From this point onwards, Berkhof’s novels are characterised with a vindictive tenacity, a resolute rejection of all of society’s deformities and excesses, of anything that limits or takes away man’s freedom to enjoy life. Here, women are allowed to take centre stage as well. In the 1984 novel Amanda, which you can read as a supplement to the above-mentioned trilogy, a mother decides to abandon everything and everyone soon after her seventh child’s eighteenth birthday. This perfect wife and ideal mother, who, for years, was an absolute delight around the house, chooses to live her own life and explains her actions to her kids in a letter: a twisted religious morality, a suffocating religious and middle-class hypocrisy.

Berkhof continues to fulminate against politicians’ continuous attempts to control Flemish public-service broadcaster BRT (in De leugenaars, The Liars, 1982), against the impact of Roman Catholic fundamentalism (in Octopus Dei, 1992), against the conflict of interest between right-wing politicians and a property developer in the Brussels Northern Quarter in Happy Town (1994), against Islamic fundamentalism (in Met Gods geweld, With God’s Violence, 1996), and so on.

Genuine passion for societal issues

All of these novels, and even his later crime stories in which now invariably social phenomena such as the one mentioned earlier are brought up, demonstrate Berkhof’s honest commitment and deep-rooted moral indignation.
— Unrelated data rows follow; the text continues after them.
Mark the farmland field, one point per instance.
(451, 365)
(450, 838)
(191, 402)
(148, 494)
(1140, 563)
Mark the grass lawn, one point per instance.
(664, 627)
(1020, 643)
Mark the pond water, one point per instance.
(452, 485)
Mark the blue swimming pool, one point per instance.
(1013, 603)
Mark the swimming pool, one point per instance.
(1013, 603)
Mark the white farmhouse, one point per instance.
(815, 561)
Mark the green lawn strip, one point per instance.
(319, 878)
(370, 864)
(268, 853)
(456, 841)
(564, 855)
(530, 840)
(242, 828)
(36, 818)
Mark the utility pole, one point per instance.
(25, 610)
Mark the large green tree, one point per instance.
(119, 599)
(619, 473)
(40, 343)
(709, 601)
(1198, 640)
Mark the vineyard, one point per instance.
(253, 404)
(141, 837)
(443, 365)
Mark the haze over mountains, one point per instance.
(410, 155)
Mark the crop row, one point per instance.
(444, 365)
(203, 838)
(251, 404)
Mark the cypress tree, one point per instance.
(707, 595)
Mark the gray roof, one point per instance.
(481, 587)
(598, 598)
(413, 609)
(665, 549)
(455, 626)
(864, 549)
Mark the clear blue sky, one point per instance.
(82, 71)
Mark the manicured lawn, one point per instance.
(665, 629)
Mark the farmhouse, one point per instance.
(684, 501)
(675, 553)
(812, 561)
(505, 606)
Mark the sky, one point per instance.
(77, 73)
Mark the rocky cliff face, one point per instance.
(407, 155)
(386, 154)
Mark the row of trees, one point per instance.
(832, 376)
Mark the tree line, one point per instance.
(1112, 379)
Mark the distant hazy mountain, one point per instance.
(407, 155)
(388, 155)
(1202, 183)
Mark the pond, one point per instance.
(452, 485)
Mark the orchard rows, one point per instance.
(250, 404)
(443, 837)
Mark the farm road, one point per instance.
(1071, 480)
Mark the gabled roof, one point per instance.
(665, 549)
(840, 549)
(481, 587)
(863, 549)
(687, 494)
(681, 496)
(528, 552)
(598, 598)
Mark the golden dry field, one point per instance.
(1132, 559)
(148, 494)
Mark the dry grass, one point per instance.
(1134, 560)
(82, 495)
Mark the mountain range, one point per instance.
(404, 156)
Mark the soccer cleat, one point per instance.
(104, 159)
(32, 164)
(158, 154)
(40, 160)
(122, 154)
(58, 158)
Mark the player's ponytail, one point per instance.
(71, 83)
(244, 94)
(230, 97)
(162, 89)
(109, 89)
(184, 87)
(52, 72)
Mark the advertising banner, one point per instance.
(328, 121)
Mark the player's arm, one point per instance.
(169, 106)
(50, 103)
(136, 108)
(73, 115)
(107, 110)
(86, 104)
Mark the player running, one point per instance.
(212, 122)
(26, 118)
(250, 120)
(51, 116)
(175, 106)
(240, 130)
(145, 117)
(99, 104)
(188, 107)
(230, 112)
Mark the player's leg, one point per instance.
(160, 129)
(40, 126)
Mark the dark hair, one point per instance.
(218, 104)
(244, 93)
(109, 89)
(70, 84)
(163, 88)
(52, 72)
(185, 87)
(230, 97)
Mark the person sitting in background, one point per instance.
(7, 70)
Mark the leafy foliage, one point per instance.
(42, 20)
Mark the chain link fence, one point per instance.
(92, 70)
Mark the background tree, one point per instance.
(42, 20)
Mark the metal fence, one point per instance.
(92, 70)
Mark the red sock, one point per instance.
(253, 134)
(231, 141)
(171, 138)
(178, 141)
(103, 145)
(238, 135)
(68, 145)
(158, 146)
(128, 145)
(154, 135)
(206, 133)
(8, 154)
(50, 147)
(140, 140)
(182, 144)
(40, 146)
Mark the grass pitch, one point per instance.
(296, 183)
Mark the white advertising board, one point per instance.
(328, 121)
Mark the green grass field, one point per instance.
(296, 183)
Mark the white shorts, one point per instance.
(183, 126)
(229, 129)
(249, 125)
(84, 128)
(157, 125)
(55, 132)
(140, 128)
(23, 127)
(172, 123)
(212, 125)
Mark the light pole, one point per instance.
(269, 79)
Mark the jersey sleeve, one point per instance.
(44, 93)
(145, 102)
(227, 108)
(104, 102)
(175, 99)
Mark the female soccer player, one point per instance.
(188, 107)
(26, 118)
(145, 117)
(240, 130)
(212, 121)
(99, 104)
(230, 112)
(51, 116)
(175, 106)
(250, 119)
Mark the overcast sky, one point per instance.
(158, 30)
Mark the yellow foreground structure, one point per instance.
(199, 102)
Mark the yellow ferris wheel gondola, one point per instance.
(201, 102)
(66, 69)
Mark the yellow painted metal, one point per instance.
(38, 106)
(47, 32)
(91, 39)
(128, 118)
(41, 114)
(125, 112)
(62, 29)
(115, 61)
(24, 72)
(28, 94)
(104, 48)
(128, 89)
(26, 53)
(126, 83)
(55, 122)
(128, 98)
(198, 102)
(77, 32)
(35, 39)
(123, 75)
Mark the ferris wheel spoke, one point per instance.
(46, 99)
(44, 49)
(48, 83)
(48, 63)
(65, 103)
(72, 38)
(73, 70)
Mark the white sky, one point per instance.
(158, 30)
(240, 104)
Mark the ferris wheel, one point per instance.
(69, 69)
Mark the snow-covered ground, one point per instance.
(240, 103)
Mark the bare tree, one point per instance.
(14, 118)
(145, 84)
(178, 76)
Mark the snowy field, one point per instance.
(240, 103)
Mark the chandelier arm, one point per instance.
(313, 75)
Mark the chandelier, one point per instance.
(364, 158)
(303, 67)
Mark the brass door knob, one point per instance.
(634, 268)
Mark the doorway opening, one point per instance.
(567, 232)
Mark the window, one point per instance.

They, however, would have gained literary value had they not suffered from an all too simple, hastily drawn-up concept, an all too aggressive plot with a blatantly obvious structure, thus revealing the author’s technical inadequacies. Throughout Aster Berkhof’s career, this particular facet of his oeuvre has affected his potential wider, official recognition. Yet, despite all of this, at least Dagboek van een missionaris, De woedende Christus and the rather surprising Donnadieu can be added to his list of achievements, next to Het huis van Mama Pondo.

In his novels, you can read about the development of the Flemish mind-set during the second half of the twentieth century

Aster Berkhof started off by charming his readers with his smooth, adventurous stories set all over the globe. Then, he disarmed them with his genuine passion for societal issues, which distracted Berkhof’s readership from his occasionally flawed writing technique. In his novels, you can read about the development of the Flemish mind-set during the second half of the twentieth century, from a strict Christian authoritarian conservatism to a more personal, relaxed, lively sovereignty. In his writing, the novelist managed to make this development his own. For all of these reasons, Berkhof should look back on a life (thus far) well spent.